Nelson Mandela, engaged in what sceptics say is a doomed attempt to end ethnic killings in Burundi, is determined that all parties in fighting will sign an historic peace deal in Tanzania next Monday, his spokesman said yesterday.

Admitting that the talks, which in recent days have shifted to Pretoria, are "volatile", the spokesman Jakes Gerwel nevertheless insisted that a threat yesterday by Burundi's main Hutu rebel group not to sign the deal was not an indication that it had been scuppered.

"We are determined the signature will happen in Arusha in the presence of Bill Clinton and British and French ministers," Professor Gerwel said. The fighting has claimed 200,000 lives in the past seven years.

A 140-page "proposed accord for peace and reconciliation", drawn up by Mr Mandela's aides and obtained by The Independent, envisages a transition to representative democracy which is modelled on South Africa's shift from minority to majority rule. However, the 19 interested parties and groups shuttling in and out of the South African capital this week still have not agreed on several constitutional principles, the workings of a ceasefire and methods of implementing the peace agreement.

Burundi's history has been marked by genocide, coups and increasingly polarised positions ever since the small mountain kingdom's independence from Belgium. Rivalry between the Tutsi minority and the Hutu majority has worsened by the year since 1962, when independent Burundi's first elected prime minister, Prince Louis Rwagasore, was assassinated by political rivals. The prince was a mwami - from a Tutsi royal group which had historically managed to keep the peace between the élite minority and the Hutus. His death set the scene for bitter fighting which might have ended in 1993 with the election of Melcior Ndaday, a Hutu. However, he too was murdered, leading to the present round of fighting between Hutu insurgents and the Tutsi-dominated army.

Yesterday in Brussels, a spokesman for Burundi's main Hutu rebel group, the CNDD-FDD, said it would not turn up next Monday for the peace signing in the northern Tanzanian town of Arusha. "We can't sign an agreement in which we have never been involved," the spokesman said.

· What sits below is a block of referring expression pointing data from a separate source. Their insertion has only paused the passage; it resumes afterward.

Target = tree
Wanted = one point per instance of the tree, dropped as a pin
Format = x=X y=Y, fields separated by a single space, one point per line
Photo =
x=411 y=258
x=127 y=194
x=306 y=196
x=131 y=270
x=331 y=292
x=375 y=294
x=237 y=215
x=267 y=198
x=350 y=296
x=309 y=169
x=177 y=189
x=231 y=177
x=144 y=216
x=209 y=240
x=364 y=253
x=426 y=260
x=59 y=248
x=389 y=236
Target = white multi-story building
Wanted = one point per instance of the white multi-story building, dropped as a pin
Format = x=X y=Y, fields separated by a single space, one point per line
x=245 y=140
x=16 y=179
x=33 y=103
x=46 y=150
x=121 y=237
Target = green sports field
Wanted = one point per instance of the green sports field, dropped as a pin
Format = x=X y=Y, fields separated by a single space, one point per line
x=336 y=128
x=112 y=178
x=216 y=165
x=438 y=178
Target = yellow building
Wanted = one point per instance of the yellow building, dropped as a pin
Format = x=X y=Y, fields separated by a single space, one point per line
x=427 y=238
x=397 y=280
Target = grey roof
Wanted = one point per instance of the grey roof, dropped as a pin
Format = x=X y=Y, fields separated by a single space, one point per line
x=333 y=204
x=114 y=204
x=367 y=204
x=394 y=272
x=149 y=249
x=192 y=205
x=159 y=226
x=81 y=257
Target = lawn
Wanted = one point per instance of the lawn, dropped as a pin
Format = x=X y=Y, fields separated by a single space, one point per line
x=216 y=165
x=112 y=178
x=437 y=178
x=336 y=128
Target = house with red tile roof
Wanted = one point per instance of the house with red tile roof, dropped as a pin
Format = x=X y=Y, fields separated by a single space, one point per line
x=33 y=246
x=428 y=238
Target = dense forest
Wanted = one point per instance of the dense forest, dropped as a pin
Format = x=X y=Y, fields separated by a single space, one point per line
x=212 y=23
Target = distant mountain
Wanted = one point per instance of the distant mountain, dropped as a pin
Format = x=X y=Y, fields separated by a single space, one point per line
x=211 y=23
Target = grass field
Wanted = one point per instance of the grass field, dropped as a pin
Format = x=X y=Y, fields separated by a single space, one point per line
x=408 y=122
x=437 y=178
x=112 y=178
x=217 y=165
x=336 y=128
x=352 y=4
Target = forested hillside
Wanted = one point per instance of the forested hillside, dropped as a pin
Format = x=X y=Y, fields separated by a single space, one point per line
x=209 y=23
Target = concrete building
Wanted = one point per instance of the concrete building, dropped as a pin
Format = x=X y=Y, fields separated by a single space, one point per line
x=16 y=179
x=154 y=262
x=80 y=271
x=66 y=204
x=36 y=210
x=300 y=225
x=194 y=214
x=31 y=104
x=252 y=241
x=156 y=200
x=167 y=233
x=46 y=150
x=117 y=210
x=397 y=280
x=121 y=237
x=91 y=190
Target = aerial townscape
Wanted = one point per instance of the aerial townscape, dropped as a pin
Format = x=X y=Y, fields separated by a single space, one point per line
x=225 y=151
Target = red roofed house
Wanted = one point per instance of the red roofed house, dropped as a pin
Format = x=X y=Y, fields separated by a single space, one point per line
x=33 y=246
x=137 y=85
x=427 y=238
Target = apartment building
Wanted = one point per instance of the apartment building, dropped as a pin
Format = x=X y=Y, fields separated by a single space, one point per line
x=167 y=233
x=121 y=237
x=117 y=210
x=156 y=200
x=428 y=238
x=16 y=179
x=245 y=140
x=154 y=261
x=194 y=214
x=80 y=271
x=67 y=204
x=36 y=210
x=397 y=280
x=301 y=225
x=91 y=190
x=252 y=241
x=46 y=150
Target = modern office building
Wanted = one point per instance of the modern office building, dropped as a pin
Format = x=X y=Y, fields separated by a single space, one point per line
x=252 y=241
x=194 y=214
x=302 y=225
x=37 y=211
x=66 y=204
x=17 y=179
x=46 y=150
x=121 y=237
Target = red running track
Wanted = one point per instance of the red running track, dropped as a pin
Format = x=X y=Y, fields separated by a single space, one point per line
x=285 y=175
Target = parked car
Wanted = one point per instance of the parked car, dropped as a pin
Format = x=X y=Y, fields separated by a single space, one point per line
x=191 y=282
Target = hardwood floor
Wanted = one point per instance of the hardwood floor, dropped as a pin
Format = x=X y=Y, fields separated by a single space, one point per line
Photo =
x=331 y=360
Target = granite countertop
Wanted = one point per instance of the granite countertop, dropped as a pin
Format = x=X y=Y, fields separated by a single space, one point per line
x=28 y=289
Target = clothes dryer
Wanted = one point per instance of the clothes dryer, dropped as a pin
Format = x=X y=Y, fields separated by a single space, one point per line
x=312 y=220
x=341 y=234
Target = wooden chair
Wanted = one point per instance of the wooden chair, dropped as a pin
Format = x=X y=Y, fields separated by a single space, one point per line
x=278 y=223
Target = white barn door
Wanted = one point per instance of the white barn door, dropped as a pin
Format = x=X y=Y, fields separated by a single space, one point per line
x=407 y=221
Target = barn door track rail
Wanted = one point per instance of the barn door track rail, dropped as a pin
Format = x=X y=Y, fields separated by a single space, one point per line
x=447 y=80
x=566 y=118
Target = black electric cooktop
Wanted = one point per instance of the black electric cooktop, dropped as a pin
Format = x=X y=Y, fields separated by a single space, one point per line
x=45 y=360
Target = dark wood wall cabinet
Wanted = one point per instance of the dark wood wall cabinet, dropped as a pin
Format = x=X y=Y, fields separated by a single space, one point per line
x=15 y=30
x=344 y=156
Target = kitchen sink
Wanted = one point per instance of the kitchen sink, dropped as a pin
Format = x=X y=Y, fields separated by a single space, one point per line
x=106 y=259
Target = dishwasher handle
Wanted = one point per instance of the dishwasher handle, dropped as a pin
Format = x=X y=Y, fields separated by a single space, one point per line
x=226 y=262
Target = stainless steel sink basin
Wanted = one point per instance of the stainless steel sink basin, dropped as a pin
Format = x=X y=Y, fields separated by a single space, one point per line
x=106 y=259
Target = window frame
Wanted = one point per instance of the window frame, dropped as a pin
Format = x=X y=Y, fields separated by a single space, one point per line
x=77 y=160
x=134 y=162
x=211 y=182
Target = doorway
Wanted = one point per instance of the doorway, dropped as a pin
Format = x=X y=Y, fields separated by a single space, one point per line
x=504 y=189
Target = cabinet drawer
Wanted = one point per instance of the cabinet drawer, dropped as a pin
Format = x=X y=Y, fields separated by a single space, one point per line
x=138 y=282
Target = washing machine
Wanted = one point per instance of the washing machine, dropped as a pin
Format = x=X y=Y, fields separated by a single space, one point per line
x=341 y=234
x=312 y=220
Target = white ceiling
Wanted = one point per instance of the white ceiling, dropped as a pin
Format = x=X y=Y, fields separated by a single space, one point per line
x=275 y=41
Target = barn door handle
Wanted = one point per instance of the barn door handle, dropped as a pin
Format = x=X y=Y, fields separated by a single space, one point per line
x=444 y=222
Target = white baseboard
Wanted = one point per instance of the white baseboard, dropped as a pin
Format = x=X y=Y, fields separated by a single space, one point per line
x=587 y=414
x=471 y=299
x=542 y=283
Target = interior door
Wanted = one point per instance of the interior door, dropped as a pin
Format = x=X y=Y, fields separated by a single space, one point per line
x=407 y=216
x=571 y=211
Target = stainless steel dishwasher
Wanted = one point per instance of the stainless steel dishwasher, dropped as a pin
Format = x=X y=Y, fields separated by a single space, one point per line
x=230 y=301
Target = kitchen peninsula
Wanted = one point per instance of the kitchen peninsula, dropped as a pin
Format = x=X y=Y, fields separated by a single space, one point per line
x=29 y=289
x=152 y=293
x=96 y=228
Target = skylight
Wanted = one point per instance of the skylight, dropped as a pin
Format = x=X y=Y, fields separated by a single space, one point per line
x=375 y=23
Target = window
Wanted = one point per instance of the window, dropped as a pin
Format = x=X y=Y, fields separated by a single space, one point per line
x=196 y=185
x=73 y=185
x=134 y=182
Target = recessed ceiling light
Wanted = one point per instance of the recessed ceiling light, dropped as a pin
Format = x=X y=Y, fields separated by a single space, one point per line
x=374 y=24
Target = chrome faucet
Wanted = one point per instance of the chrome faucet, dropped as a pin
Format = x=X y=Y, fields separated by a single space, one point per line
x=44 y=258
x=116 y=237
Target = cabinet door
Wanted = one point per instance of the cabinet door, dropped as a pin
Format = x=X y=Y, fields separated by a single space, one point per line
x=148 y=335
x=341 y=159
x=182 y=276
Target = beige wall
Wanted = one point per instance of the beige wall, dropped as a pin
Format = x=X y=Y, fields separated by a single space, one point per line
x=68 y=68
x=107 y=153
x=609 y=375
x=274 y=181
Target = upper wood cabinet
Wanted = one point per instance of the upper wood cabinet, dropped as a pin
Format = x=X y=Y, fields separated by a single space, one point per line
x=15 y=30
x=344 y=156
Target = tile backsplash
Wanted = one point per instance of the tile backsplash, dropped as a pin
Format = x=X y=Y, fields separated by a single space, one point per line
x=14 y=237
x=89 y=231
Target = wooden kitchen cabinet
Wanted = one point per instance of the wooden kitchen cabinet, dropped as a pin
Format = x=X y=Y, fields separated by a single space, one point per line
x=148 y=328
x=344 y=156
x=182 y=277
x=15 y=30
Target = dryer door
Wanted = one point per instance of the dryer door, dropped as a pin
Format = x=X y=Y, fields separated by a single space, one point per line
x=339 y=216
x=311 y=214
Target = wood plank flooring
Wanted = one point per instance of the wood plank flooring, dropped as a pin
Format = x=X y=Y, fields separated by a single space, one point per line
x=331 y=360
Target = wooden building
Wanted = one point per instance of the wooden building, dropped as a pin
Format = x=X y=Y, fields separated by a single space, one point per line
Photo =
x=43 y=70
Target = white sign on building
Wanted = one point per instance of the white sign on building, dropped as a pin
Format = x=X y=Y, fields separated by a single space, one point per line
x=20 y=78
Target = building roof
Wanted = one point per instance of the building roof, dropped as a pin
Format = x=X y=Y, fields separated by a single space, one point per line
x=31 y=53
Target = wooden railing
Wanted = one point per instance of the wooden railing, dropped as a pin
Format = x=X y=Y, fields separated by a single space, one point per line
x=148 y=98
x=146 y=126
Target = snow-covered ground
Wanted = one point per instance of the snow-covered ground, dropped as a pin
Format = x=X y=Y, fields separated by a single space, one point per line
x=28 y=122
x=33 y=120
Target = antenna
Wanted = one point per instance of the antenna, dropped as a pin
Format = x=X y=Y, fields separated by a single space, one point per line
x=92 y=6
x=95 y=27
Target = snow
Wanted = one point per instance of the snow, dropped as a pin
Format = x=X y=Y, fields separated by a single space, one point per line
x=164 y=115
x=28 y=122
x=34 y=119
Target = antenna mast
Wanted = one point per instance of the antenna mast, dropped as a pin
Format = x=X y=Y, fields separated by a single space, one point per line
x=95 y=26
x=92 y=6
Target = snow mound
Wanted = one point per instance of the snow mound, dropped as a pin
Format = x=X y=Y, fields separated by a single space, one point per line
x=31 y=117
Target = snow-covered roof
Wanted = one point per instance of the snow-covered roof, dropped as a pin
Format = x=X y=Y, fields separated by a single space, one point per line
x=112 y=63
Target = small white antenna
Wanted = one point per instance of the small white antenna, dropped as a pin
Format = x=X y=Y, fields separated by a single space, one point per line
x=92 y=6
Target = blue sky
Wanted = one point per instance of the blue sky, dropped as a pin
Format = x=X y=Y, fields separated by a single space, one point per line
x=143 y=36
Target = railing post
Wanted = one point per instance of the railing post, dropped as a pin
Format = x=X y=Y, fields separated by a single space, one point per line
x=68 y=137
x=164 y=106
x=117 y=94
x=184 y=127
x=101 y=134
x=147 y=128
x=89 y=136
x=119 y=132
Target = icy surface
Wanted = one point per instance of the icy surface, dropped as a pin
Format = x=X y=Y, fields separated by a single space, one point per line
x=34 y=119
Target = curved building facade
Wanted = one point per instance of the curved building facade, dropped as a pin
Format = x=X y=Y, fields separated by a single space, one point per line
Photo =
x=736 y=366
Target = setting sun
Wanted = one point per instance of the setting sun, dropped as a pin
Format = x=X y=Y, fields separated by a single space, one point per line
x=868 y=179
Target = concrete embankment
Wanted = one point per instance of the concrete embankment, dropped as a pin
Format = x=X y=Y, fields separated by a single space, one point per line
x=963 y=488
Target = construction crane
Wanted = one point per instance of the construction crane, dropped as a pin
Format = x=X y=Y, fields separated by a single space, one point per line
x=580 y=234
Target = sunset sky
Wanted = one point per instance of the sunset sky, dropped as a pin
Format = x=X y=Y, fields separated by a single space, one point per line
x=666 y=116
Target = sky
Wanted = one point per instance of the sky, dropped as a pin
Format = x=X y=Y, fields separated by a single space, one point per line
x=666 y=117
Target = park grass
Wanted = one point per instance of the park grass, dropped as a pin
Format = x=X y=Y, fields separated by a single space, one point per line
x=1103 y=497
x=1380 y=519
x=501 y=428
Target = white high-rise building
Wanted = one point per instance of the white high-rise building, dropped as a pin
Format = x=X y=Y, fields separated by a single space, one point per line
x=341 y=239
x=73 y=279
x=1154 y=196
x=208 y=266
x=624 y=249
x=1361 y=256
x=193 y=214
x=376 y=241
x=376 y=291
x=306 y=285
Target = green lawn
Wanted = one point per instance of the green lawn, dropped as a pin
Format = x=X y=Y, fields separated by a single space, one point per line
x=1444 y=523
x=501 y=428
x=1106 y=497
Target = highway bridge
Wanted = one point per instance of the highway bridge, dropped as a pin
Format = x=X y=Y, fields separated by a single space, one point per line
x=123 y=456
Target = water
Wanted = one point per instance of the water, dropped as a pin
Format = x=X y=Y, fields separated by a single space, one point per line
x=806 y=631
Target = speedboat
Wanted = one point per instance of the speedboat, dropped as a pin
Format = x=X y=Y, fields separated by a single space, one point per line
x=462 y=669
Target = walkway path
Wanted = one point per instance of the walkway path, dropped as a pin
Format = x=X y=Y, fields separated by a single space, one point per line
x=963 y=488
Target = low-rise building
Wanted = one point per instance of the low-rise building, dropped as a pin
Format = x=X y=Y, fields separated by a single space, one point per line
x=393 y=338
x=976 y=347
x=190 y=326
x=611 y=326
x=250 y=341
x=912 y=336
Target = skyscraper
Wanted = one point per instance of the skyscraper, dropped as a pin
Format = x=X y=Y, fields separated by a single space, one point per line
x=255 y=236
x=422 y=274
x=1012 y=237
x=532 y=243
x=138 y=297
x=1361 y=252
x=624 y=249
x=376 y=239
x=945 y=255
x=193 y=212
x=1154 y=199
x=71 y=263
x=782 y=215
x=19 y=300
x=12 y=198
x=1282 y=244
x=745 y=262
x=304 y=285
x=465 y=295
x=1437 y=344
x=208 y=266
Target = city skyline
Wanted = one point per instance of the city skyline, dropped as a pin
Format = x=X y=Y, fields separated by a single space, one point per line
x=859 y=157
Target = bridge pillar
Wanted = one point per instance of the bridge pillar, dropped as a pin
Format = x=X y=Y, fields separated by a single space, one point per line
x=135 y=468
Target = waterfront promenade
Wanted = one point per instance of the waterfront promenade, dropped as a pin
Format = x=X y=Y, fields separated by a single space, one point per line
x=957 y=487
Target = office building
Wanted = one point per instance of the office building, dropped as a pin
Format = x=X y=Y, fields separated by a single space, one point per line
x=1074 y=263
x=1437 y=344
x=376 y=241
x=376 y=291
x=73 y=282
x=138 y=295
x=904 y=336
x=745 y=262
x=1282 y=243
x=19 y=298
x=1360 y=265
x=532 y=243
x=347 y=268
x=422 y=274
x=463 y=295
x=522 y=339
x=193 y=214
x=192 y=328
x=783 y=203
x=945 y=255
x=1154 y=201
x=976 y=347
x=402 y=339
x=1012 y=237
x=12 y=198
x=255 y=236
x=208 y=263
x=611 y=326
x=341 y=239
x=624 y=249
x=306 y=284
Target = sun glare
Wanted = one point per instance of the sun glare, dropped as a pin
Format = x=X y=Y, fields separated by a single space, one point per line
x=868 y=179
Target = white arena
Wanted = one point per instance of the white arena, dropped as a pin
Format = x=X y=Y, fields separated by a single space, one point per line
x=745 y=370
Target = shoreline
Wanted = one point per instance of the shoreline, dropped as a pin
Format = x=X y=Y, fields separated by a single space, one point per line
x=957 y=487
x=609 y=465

But Mr Gerwel said the CNDD-FDD was "in the loop" in a way in which it had never been under the chairmanship of Mr Mandela's predecessor in the peace talks, the Tanzanian leader, Julius Nyerere, who died last year. Indeed, at the talks in Pretoria this week, representatives of the CNDD-FDD are typically in a different room from the main parties but are briefed at regular intervals.

Talks to end the conflict began in Arusha in June 1998 but the CNDD-FDD leader, Jean-Bosco Ndayikengurukiye, only attended for the first time last month. He wants the release of 11,000 prisoners and the total closure of "regroupment" camps for Hutus before playing a full part in talks. Nevertheless, he has stated the will abide by any ceasefire agreement.

Mr Gerwel wants the Burundian president, Pierre Buyoya, to travel to Pretoria this week, so that "all the combatants can talk to each other". This, he hoped, would include the CNDD-FDD leader and would be am historic breakthrough.

Under the proposed accord, the ruling Tutsi would hand over to a democratically elected government in three years. In the run-up to elections, the country would be run by a transitional authority. An international commission of inquiry would investigate human rights crimes since independence and a truth and reconciliation commission would be created.

The parties meeting in Pretoria still have not agreed who will head the transitional authority, though Mr Mandela could well insist President Buyoya do so. Even though his appointment would be unpopular with Hutus, it would be welcomed internationally and, under the accord, would make him ineligible for office at the end of the transition. Even though President Buyoya, a Tutsi, has always come to power through coups he has succeeded in maintaining a moderate image and is respected internationally.